TalkTalk has learnt from its mistakes after suffering an avoidable cyber attack last year, and other companies should take note too
“It goes a lot deeper than security,” said the TalkTalk chief executive Dido Harding, and indeed it does. The devastating cyber attack which exploited the data of thousands customers of TalkTalk, the UK telecommunications company, highlighted how many businesses have failed to recognise the severity of computer hacks and the high chance of suffering from one.
Beyond the clear lack of proper security measures in place to protect consumer data, the attack also highlighted concerns surrounding how the company operated. This was particularly so after the chief executive was asked about the measures used to secure its customers data in which she gave, disappointingly, limited answers.
Things look to be changing for the better now though. “The business needs to mature in the way it operates. We are running a much bigger, established business,” said Baroness Harding. It was clear that much change was needed. In the aftermath of the attack, IT security experts labelled TalkTalk’s cyber defences as weak, the role of the chief executive was questioned, the many in the company worried about its reputation and brand as fears of masses of customers leaving the company would become a realistic threat.

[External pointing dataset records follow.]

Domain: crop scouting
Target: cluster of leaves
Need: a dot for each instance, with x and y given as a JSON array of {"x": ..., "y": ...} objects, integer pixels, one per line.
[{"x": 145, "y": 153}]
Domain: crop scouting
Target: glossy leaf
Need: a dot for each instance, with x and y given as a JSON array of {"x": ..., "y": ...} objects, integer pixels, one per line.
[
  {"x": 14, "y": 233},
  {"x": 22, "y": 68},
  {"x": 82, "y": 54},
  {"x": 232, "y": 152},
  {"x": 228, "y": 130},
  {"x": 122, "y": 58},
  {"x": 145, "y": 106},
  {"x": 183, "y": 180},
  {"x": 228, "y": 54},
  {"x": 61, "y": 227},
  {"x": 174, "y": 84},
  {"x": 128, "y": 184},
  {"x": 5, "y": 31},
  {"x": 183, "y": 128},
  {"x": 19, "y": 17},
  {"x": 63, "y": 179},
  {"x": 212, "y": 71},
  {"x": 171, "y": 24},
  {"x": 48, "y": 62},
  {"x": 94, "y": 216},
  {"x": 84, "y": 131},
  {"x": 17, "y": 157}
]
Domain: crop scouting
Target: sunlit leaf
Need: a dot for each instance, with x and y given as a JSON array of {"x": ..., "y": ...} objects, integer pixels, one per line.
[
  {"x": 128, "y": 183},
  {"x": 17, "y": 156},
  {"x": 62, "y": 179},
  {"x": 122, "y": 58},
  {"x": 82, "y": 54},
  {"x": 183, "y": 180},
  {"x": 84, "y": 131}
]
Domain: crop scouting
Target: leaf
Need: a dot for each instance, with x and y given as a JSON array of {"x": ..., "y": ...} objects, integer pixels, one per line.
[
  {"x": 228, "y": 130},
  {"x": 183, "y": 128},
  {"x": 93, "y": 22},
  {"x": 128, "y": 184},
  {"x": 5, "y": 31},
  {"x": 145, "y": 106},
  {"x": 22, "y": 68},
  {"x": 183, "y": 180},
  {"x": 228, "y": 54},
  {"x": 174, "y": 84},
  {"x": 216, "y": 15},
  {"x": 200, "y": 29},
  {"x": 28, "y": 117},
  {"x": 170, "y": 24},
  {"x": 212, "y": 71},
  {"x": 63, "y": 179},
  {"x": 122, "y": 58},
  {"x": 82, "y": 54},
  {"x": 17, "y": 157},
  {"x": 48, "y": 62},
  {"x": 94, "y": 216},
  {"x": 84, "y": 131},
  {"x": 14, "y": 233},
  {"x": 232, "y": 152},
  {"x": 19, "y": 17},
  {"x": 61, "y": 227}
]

However, it seems like TalkTalk has learnt its lesson, and has managed to survive damage the attack caused. Though it was not just the telecommunications company which faced scrutiny; regulators were also blamed for failing to properly incentivise companies handling masses of consumer data with care to implement sufficient security measures, such as encryption and the tokenising of bank numbers and codes.
After the events, the company provided regular updates to the public as it investigated the data breach. The chief executive was able to recognise that her company was too laid back when it came to cybersecurity, but now says that it will become a much higher priority. In addition, Baroness Harding wants the government to make it mandatory to report data breaches, a valid point. Overall though the tale of TalkTalk should remind everyone that cybersecurity should never be neglected.